The Labour Party manifesto is somewhat light when it comes to AI, though it has committed to long-term R&D budgets and to creating a new Regulatory Innovation Office as it believes that “regulators are currently ill-equipped to deal with the dramatic development of new technologies”.
Dominic Vergine, CEO and founder of startup Monumo, says that AI and other deep tech innovations have considerable “potential”. However, he is frustrated to see the public and private sectors pump cash into “flashy AI applications that are essentially wrappers around ChatGPT-style LLMs”. He hopes as Labour takes the reigns, AI priorities are worked out.

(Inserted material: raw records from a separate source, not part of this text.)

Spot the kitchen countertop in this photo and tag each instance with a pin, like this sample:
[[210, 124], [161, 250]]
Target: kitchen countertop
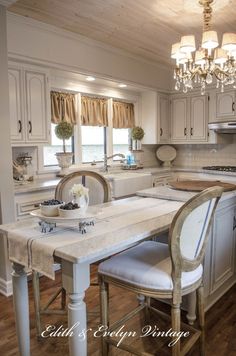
[[50, 183], [168, 193]]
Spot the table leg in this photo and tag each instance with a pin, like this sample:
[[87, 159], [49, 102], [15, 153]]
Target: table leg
[[21, 306], [75, 280], [191, 316]]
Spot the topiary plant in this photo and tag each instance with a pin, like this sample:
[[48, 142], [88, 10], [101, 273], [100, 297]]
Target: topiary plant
[[137, 133], [64, 131]]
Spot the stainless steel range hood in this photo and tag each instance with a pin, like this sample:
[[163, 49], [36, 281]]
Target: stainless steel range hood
[[227, 127]]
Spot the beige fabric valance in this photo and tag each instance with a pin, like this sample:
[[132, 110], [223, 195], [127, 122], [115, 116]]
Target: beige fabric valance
[[123, 115], [93, 111], [63, 107]]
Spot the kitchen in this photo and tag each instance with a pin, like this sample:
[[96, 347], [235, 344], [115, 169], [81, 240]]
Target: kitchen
[[100, 68]]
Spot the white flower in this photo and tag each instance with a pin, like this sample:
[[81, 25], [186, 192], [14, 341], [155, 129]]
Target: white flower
[[79, 190]]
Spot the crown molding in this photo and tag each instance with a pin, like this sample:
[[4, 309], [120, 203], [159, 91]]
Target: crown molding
[[7, 3], [14, 18]]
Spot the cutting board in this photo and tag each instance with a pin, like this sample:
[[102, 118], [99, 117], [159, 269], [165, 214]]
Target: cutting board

The founder, whose deep tech engineering startup focuses on creating electric motors, added: “Having pledged to spend £100m on AI regulation to ensure big tech does not hold all the power, Labour also needs to focus on providing effective R&D support and stimulating private investment into promising companies in this space with relevant, real-world applications.”
Echoing his thoughts, Dr Roeland Decorte, president of the AI Founders Association, said: “We are specifically looking for the Labour government to take the best parts of current UK AI policy – which, unlike the EU, takes a methodical and cautious approach, continuing to build state capacity – while shifting the focus away from only big tech and flashy, very large scale models.
“Focusing instead on the startups, companies and models that make up the core of, and are building a sustainable and profitable AI economy.”